FIG 7 — Two experienced radiologists graded the overall quality of the IVD images as significantly higher than the prior clinical MR images. Both readers independently graded each time-frame of the IVD method (five time-frames leading to five grades). These grades were averaged and compared with the grade given to the clinical MR image. Note the improvement achieved using the IVD method. Since there was a great deal of overlap in the scores for the 10 subjects, to aid with the visualization, a very small bias was added to the grades when multiple subjects had the same image quality grades, in order to distinguish them on the plot.
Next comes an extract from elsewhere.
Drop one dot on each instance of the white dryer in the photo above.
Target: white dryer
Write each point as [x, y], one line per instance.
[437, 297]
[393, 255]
Figure 8 shows a limited-slab coronal MIP of the first time-frame of the IVD series of images acquired in two of the subjects (Figure 8a, b). Subject (a) has a replaced right hepatic artery from the superior mesenteric artery that is clearly visible on the IVD and conventional MRA images. There is comparable quality between the two images. Subject (b) also has a variant of the right hepatic artery (long arrow) taking off prior of the gastroduodenal artery (asterisk). A variant of two left renal arteries (hollow arrowhead) is also visible in this subject in both the IVD MRA and the dedicated MRA images. Note the residual contrast in the renal collecting system on the dedicated MRA images from the first injection used to acquire the dynamic images.

FIG 8 — High quality MR angiograms were obtained from the dynamic IVD time-series in all subjects. a) A limited-slab coronal MIP of a subject shows a vascular variation with a replaced right hepatic artery from the superior mesenteric artery (SMA) visible both in the IVD MRA and in the conventional dedicated MRA (short arrow). b) In another subject, clear delineation of a variant of the right hepatic artery (long arrow) arising directly from the common hepatic artery prior to the take-off of the gastroduodenal artery (asterisk) was seen. Also clearly depicted is the variant of two left renal arteries (hollow arrowhead). Bright signal in the renal pelvis in the dedicated MRA images is from the previous injection of GBCA.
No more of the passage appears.